Being aware of the need to develop more efficient therapies against cancer, herein we disclose an innovative approach for the design of selective antiproliferative agents. We have accomplished the conjugation of a coumarin fragment with lipophilic cations (triphenylphosphonium salts, guanidinium) for providing mitochondriotropic agents that simultaneously target also carbonic anhydrases IX and XII, involved in the development and progression of cancer. The new compounds prepared herein turned out to be strong inhibitors of carbonic anhydrases IX and XII of human origin (low-to-mid nM range), also endowed with high selectivity, exhibiting negligible activity towards cytosolic CA isoforms. Key interactions with the enzyme were analysed using docking and molecular dynamics simulations. Regarding their in vitro antiproliferative activities, an increase of the tether length connecting both pharmacophores led to a clear improvement in potency, reaching the submicromolar range for the lead compounds, and an outstanding selectivity towards tumour cell lines (S.I. up to >357). Cytotoxic effects were also analysed on MDR cell lines under hypoxic and normoxic conditions. Chemoresistance exhibited by phosphonium salts, and not by guanidines, against MDR cells was based on the fact that the former were found to be substrates of P-glycoprotein (P-gp), the pump responsible for extruding foreign chemicals; this situation was reversed by administrating tariquidar, a third generation P-gp inhibitor. Moreover, phosphonium salts provoked a profound depolarization of mitochondria membranes from tumour cells, thus probably compromising their oxidative metabolism. To gain insight into the mode of action of title compounds, continuous live cell microscopy was employed; interestingly, this technique revealed two different antiproliferative mechanisms for both families of mitocans. Whereas phosphonium salts had a cytostatic effect, blocking cell division, guanidines led to cell death via apoptosis.

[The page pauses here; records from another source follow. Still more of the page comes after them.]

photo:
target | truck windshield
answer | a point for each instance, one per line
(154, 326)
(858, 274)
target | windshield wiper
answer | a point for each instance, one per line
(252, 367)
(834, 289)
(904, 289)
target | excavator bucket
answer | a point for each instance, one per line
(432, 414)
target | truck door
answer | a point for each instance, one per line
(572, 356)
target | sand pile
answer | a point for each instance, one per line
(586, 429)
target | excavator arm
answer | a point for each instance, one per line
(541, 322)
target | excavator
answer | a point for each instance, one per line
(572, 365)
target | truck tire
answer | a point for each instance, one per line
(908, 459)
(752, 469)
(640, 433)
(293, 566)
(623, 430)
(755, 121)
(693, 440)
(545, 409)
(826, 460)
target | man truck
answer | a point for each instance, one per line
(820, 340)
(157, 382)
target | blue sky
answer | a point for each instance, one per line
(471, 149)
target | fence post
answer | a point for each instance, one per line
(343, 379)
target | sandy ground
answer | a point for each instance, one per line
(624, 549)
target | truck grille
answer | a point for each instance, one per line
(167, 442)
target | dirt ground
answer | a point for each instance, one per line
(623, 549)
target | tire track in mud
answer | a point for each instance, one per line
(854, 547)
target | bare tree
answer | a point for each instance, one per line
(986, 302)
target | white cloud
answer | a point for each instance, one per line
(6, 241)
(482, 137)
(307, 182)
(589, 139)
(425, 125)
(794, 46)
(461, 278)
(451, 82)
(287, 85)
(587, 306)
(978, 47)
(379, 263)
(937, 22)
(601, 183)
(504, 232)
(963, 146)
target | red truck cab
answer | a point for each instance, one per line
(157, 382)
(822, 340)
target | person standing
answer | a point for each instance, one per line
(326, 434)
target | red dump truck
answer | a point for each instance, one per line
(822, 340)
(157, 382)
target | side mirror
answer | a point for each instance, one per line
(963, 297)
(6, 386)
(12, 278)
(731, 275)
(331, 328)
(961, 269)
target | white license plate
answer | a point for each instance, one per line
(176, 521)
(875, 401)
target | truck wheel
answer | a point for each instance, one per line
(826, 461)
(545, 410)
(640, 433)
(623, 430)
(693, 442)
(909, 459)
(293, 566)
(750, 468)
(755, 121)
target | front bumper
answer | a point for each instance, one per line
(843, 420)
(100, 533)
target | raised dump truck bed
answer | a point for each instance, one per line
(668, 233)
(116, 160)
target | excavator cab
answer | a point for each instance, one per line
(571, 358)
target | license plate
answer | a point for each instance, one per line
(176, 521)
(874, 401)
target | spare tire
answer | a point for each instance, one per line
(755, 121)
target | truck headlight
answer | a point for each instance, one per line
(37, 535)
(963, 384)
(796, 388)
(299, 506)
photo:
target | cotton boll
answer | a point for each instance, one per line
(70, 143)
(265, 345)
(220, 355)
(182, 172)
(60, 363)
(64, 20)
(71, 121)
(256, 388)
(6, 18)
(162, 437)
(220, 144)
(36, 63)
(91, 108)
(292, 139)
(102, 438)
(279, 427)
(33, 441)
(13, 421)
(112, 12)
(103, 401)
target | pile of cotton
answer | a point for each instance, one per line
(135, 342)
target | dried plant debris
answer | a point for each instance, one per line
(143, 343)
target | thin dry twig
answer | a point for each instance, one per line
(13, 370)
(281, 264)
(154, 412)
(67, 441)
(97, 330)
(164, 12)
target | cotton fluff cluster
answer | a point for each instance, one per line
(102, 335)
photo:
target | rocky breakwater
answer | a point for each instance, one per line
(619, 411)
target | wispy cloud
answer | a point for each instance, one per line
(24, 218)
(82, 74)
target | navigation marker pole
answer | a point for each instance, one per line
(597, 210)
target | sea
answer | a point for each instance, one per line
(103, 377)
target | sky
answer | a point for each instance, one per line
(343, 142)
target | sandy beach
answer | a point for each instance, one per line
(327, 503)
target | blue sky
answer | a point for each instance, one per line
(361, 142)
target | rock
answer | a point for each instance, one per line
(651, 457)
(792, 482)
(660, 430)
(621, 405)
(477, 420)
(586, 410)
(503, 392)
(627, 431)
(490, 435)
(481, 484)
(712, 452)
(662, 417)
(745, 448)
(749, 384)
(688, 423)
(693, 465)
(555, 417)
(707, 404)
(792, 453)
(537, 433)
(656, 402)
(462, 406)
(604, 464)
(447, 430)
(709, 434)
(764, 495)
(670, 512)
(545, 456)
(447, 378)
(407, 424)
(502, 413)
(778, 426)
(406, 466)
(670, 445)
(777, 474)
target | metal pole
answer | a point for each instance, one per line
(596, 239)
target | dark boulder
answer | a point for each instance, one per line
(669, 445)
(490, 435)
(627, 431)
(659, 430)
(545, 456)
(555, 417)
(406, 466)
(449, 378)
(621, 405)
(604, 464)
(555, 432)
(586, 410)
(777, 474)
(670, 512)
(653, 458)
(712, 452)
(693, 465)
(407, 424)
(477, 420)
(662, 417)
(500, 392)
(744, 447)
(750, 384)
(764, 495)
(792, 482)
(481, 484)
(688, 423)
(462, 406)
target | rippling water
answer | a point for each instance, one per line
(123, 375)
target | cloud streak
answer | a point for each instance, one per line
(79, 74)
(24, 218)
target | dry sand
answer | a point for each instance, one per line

意识到需要开发更有效的癌症治疗方法,我们在此披露了一种设计选择性抗增殖剂的创新方法。我们已经完成了香豆素片段与亲脂阳离子(三苯基膦盐、胍盐)的连接,以提供同时靶向碳酸酐酶 IX 和 XII 的促线粒体剂,这些酶参与癌症的发展和进展。本文制备的新化合物被证明是强效的人源碳酸酐酶 IX 和 XII 抑制剂(低至中 nM 范围),同时具有高选择性,对细胞溶质 CA 同工酶表现出可忽略的活性。使用对接和分子动力学模拟分析了与酶的关键相互作用。关于它们的体外抗增殖活性,连接两个药效团的连接体长度的增加导致活性明显提高,达到了先导化合物的亚微摩尔范围,并且对肿瘤细胞系具有出色的选择性(S.I.高达>357)。还在缺氧和常氧条件下分析了对 MDR 细胞系的细胞毒性作用。磷盐而非胍盐对 MDR 细胞的化学抗性基于这样一个事实,即前者被发现是 P-糖蛋白(P-gp)的底物,P-gp 是负责排出外来化学物质的泵;通过给予第三代 P-gp 抑制剂 tariquidar,可以逆转这种情况。此外,磷盐会引起肿瘤细胞线粒体膜的严重去极化,从而可能破坏其氧化代谢。为了深入了解标题化合物的作用方式,我们采用了连续活细胞显微镜技术;有趣的是,这项技术揭示了两种不同的促线粒体剂家族的两种不同的抗增殖机制。磷盐具有细胞停滞作用,阻止细胞分裂,而胍盐则通过细胞凋亡导致细胞死亡。